Roland Alford, managing director, said: “We used our Dioplex charges to make a hypersonic blade which cuts through steel like butter, eliminating the need to burn and weaken steel beams.

“When combined with the Wallhammer kicking charge to remove the columns, the speed of these military grade munitions means they are relatively easy to control.

“Without the need to use human beings on weakening work, safety is greatly increased. If necessary, the charges can be placed by robots thereby removing the human element completely.”

According to AR Demolition, Alford Technologies had been developing the explosive demolition method for a long time. It added that the explosive techniques would revolutionise safety in the industry and said that its newly formed relationship with the firm was the most recent “manifestation” of its mission to bring pioneering change to the industry.

City Circle doubles up on bridge demolitions
Australian demolition and decommissioning company City Circle has demolished two pedestrian bridges in Melbourne and a vehicular bridge at the Duncan’s Road Interchange in Victoria as part of major infrastructure projects.

The value of the two bridge demolition projects exceeds A$8 billion (US$5.7 billion)

The company’s demolition of the pedestrian bridges form part of the West Gate Tunnel development.
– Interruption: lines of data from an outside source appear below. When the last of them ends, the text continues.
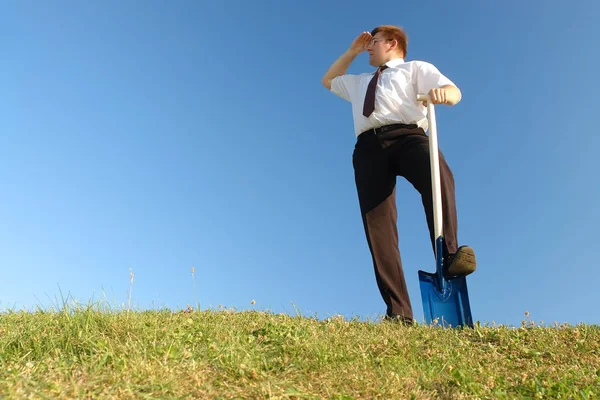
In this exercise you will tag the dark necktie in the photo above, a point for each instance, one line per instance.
(369, 106)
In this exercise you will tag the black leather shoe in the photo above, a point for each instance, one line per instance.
(461, 263)
(399, 319)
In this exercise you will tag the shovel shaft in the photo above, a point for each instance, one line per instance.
(435, 186)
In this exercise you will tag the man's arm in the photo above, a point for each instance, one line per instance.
(340, 66)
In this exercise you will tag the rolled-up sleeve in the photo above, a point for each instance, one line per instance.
(345, 86)
(429, 77)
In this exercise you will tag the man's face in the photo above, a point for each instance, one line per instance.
(379, 50)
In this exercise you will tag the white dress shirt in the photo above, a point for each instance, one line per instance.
(395, 96)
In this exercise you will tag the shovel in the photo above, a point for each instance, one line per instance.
(445, 301)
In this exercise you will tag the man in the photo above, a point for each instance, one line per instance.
(390, 127)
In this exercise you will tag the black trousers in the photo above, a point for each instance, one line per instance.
(378, 160)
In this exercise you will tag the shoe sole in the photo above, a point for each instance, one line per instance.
(464, 262)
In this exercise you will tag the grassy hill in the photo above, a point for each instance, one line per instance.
(93, 353)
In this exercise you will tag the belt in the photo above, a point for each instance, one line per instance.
(388, 128)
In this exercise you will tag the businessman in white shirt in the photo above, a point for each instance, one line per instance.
(390, 126)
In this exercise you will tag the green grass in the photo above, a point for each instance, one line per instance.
(89, 352)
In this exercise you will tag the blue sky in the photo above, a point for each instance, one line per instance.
(163, 136)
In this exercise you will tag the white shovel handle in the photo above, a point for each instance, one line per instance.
(435, 167)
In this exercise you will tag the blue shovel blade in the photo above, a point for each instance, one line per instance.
(448, 309)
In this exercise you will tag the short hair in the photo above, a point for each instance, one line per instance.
(393, 33)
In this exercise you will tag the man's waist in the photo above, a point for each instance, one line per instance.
(393, 129)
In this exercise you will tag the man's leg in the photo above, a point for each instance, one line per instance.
(376, 183)
(411, 160)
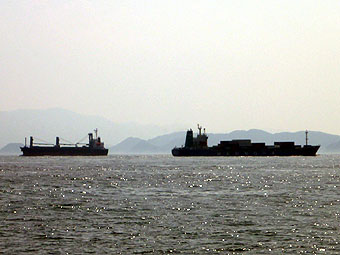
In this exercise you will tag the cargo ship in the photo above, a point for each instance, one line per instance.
(95, 147)
(198, 146)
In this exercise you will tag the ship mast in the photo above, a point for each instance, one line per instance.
(199, 129)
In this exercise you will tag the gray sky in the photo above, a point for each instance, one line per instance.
(273, 65)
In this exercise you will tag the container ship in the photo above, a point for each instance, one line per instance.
(198, 146)
(95, 147)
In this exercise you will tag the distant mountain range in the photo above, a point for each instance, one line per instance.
(70, 126)
(47, 124)
(163, 144)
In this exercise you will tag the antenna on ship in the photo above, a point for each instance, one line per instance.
(199, 129)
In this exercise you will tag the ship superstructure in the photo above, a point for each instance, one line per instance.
(198, 146)
(95, 147)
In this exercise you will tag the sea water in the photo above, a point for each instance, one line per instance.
(159, 204)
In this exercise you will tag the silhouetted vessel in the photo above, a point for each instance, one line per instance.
(198, 146)
(94, 148)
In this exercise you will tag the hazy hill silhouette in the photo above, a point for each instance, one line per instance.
(47, 124)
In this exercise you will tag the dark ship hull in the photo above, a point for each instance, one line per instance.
(95, 147)
(190, 152)
(198, 146)
(63, 151)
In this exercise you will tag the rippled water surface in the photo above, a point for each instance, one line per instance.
(162, 205)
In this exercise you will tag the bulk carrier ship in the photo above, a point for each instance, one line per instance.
(198, 146)
(95, 147)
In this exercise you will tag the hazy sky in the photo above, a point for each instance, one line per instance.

It is a five km (three mile) toll road currently under construction in Melbourne. When complete, it will link Melbourne’s western suburbs via an alternative route to the largest bridge structure in Victoria; the Westgate Bridge. The A$6.7 billion (US$4.8 billion) project was proposed as a means of alleviating congestion on the region’s major arterials.

City Circle’s demolition of the vehicular bridge at the Duncan’s Road Interchange is part of the Western Roads Upgrade project. The $1.8 billion (USS$1.3 billion) investment is part of Major Road Projects Victoria’s current scheme to improve the state of the commuter network in the western suburbs of Melbourne.

Both projects will see the demolition of numerous existing structures.

Power without noise’ at German job site
Germany-based demolition company Servisa recently purchased several Indeco attachments for job sites across the Berlin-Brandenburg region.

Indeco IRP 18 X Berlino An IRP 18 X pulveriser was among the Indeco attachments recently purchased by German demolition company Servisa

The products included an IRP 18 X pulveriser, used in the demolition of an eight-storey building on Meierottostrasse in the German capital.

With this being a residential neighbourhood, using a hydraulic hammer was not considered due to the inevitable noise and vibration and the disturbance it would have caused to people in their homes nearby.

According to Indeco, thanks to its power in proportion to its size – maximum jaw opening of 820 mm (32 in), maximum force at tip of 65 t, maximum force at cutters of 210 t with the ability to cut reinforcements up to 40 mm (1.6 in), the IRP 18 X pulveriser successfully completed the project.

First for Hitachi Zaxis-7
The first Hitachi Zaxis-7 medium excavators in the Netherlands have been successfully delivered to Grondverzetbedrijf Oosterveld, based in Bornerbroek in the east of the country.

The customer chose the ZX250LC-7 and ZX350LC-7 as much of its work requires machines compliant with the latest Stage V emission regulations.

The ZX350LC-7 arrived in May and was followed in September by the ZX250LC-7. Both machines were supplied by Timmerman, an authorised sub-dealer of Hitachi Construction Machinery Nederland.

Grondverzetbedrijf Oosterveld specialises in earthmoving and infrastructure, and sister company Oosterveld Sloopwerken focuses on demolition activities.

They operate in their home country and Germany, as well as Denmark, France and the United Kingdom. Company directors Frank and Tom Oosterveld, who took over from their father, Jan, earlier this year,

decided to invest in the new Zaxis-7 models after attending an event in Amsterdam.

They chose the ZX250LC-7 and ZX350LC-7 as much of their work requires machines compliant with the latest Stage V emission regulations.